MARITIME POWER AND THE STRUGGLE FOR FREEDOM

Naval Campaigns That Shaped the Modern World, 1788-1851

by Peter Padfield

Pub Date: March 7th, 2005
ISBN: 1-58567-589-X
Publisher: Overlook

Of fighting ships and their persuasive power.

The title of British naval historian Padfield’s latest, companion to his 2001 study, Maritime Supremacy and the Opening of the Western Mind, promises wide-ranging inquiry. In fact, this volume is of considerably narrower scope, focusing closely on the Royal Navy during the Napoleonic Wars, with some attention given to the later period between Waterloo and the rise of the transatlantic steamer trade. Though England’s loss of its southern American colonies weakened it militarily, Padfield writes, victory against France at the 1782 Battle of the Saints “reestablished British naval ascendancy in the vital struggle against the Bourbons; even more significantly, although financially much exhausted, Britain ended the [colonial] war in far better shape than France or Spain.” That ascendancy was instrumental in containing and eventually defeating Napoleon, who inherited some of Louis XVI’s view that France’s future would be built on the high seas but then devoted himself largely to dry-land conquests.
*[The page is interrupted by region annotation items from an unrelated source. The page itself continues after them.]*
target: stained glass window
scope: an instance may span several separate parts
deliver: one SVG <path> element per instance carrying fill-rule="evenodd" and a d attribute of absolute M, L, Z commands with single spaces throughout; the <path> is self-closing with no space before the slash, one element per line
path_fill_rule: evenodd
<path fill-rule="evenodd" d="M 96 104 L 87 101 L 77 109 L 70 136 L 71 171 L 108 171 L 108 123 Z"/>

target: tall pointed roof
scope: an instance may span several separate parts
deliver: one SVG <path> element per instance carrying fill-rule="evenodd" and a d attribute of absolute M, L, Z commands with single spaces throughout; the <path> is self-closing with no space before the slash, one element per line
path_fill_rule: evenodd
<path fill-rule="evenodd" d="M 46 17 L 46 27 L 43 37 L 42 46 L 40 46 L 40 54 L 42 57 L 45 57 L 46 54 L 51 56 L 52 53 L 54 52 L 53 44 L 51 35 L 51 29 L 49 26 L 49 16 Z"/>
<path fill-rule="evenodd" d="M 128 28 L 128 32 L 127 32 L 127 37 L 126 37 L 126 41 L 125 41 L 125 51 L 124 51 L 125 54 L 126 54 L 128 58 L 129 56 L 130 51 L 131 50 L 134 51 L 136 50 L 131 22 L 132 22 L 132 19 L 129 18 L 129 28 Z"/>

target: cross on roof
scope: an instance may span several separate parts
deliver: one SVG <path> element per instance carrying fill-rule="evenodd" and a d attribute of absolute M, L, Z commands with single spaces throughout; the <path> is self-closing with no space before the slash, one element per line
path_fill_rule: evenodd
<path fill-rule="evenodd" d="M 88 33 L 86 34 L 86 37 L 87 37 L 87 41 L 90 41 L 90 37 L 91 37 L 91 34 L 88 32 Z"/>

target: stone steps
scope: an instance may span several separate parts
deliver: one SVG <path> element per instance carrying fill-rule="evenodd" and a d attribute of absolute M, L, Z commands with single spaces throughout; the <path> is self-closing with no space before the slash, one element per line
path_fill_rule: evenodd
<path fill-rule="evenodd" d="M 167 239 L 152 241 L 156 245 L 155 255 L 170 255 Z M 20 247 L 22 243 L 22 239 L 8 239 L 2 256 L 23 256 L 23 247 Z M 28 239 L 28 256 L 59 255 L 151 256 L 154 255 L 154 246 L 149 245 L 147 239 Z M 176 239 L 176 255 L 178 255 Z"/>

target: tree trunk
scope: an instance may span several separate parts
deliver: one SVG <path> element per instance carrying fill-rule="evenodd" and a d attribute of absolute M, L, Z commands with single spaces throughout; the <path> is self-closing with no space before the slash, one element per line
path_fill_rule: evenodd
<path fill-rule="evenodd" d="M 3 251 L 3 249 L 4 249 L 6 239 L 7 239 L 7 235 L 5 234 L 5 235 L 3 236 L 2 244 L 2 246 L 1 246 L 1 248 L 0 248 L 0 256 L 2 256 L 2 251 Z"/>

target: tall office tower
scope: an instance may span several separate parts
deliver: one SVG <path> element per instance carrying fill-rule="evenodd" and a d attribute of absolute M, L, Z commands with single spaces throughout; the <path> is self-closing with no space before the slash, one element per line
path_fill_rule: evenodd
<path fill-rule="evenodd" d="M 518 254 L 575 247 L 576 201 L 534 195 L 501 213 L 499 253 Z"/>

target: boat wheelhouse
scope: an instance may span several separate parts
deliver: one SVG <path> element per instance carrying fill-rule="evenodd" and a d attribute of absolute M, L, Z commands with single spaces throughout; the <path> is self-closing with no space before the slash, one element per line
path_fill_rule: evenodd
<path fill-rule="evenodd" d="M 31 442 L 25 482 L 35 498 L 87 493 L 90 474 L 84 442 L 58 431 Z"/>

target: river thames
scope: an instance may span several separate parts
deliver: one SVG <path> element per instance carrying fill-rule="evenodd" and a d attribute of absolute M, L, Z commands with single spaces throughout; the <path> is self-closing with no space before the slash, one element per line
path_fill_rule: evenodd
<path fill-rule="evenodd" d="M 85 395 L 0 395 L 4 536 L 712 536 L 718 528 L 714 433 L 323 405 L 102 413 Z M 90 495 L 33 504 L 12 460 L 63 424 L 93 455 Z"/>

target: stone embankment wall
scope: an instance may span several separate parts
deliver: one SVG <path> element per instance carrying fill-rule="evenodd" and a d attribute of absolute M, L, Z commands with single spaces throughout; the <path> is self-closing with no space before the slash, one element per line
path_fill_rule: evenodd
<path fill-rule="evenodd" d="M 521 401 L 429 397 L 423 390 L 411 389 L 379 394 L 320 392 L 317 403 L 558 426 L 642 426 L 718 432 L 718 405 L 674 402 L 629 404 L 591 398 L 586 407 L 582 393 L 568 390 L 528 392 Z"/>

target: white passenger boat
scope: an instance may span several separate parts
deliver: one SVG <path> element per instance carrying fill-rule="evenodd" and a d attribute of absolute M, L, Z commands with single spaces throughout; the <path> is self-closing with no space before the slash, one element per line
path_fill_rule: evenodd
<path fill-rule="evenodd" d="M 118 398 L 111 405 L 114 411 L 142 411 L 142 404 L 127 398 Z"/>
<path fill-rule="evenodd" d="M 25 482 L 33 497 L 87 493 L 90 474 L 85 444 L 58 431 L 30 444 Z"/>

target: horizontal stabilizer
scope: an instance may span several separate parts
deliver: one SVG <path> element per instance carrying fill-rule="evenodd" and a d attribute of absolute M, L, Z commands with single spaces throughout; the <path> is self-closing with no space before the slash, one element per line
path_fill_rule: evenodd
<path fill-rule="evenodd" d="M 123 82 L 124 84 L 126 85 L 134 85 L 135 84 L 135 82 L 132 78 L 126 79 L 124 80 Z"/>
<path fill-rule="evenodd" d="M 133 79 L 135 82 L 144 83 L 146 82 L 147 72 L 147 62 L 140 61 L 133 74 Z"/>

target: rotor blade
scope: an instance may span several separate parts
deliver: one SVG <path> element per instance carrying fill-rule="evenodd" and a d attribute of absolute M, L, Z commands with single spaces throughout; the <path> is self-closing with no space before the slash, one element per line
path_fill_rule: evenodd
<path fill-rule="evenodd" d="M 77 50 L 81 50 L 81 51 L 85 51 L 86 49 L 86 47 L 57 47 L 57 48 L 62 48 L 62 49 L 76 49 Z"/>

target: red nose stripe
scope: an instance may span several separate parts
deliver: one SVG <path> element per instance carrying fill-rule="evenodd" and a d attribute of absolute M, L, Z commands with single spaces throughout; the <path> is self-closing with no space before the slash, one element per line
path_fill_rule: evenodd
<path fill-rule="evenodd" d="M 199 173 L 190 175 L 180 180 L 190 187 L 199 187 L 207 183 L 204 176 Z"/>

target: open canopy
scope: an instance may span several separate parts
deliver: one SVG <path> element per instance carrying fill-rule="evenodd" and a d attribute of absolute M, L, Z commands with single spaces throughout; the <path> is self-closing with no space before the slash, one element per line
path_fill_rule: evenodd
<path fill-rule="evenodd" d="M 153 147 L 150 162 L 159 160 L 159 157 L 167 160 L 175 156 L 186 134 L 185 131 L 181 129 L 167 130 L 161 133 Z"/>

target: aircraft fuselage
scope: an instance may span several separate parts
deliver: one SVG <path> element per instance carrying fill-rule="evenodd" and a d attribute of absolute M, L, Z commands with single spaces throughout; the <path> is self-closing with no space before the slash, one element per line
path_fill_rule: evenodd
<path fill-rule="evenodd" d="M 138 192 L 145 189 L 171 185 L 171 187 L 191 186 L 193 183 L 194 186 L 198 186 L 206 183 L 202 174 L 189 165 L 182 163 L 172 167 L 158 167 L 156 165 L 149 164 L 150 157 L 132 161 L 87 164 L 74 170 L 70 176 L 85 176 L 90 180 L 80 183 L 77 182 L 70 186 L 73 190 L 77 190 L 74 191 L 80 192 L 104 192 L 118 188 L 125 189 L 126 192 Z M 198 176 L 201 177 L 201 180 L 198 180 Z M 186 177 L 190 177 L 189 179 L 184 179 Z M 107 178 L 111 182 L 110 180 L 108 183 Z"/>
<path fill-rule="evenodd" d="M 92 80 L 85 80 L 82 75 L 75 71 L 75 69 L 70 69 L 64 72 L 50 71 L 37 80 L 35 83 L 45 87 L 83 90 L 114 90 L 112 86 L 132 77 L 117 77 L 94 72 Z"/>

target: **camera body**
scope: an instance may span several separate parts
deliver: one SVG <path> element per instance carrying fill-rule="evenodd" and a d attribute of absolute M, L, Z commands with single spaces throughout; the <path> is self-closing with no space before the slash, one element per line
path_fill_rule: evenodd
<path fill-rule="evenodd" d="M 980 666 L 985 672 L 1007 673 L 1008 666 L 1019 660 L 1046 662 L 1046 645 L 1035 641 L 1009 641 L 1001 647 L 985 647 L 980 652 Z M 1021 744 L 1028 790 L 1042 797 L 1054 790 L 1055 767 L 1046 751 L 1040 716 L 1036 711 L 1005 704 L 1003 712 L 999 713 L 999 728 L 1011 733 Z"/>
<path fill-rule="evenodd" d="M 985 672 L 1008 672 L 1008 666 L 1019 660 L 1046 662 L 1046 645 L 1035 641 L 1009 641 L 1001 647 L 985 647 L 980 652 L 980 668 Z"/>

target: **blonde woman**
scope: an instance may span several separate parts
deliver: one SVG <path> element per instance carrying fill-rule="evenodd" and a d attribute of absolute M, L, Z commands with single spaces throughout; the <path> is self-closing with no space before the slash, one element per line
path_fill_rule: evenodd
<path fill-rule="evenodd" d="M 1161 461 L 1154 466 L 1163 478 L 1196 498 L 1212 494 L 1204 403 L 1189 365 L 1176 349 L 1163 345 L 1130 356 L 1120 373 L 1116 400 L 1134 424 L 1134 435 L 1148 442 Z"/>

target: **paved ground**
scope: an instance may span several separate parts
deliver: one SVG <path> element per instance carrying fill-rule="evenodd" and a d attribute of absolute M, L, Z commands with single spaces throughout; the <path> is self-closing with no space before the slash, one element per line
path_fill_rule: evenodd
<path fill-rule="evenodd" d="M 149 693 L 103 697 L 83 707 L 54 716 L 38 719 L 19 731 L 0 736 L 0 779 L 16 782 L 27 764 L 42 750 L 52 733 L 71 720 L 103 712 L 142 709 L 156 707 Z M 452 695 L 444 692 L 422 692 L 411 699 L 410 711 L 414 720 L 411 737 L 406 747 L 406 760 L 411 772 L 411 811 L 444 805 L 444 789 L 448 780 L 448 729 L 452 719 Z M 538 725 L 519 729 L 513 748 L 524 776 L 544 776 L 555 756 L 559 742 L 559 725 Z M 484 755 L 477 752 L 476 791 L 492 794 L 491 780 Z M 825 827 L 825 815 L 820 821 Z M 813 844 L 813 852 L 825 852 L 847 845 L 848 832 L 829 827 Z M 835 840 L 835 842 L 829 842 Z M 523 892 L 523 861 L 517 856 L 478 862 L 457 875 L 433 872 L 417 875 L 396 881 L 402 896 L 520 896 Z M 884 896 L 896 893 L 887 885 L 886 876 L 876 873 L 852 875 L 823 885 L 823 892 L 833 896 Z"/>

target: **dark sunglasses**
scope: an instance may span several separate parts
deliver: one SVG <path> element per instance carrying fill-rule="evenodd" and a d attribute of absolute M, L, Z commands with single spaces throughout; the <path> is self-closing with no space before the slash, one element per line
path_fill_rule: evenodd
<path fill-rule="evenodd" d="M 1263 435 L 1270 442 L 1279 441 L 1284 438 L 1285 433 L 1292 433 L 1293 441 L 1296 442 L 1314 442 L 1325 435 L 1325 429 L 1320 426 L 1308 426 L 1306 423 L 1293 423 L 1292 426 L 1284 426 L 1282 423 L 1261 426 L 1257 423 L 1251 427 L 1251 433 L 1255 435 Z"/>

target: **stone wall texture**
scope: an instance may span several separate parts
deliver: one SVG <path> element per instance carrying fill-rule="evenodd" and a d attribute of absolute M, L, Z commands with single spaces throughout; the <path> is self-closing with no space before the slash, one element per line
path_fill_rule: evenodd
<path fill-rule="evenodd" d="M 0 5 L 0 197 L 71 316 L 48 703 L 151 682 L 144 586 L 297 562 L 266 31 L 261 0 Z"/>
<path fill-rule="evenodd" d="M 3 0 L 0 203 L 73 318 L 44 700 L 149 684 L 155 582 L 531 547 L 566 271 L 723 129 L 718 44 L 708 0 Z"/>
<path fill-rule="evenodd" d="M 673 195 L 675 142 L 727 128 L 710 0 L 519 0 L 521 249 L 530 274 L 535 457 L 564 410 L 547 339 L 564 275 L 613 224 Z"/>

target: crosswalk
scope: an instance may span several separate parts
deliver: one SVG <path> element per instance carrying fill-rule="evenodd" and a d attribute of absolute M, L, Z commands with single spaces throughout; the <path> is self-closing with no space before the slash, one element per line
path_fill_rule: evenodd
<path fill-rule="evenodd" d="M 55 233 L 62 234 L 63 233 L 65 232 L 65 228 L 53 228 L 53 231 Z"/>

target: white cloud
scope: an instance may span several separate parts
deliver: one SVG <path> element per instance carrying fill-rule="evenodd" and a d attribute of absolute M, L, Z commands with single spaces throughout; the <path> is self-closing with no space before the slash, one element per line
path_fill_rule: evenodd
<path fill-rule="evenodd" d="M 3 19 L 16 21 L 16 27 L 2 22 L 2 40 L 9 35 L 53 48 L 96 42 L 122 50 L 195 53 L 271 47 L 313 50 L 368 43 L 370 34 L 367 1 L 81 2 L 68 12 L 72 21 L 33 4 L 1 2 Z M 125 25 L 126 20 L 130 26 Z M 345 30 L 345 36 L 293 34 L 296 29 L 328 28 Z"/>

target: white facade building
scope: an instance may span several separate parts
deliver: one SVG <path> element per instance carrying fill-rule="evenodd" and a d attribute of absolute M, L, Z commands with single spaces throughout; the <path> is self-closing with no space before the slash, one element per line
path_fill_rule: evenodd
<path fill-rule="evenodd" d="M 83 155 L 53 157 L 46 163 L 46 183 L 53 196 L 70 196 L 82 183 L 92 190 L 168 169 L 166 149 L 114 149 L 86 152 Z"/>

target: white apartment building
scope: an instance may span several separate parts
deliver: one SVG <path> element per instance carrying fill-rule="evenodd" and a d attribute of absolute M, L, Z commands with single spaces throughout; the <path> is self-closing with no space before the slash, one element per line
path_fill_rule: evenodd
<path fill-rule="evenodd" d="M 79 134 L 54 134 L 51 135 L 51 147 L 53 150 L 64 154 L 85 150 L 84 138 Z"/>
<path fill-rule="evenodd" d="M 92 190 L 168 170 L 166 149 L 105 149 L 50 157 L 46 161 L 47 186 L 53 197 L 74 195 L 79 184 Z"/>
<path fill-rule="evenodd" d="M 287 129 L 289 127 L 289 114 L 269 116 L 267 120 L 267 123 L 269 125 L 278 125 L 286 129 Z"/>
Before contending with Napoleon full on, however, the Admiralty had to grapple with the financial problems of building and funding a modern navy, as well as with the occasional outbreak of mutiny (even if that of the Channel Fleet in 1797 was “conducted with exemplary restraint and respect.” The author covers all these things well. He is particularly strong on naval tactics, as we see in his analysis of Admiral Duncan’s conduct at Camperdown and Lord Nelson’s at Trafalgar, “not the culminating achievement of the sailing era, but an anomaly induced by their enemy’s decline. They were tactics of disdain.” Disdain, of course, that won the world, if only for a few generations.

Somewhat less accessible than Herman Arthur’s recent To Rule the Waves (p. 848), but a narrative of interest to fans of Aubrey, Hornblower, and other heroes of the tall masts, as well as of naval history.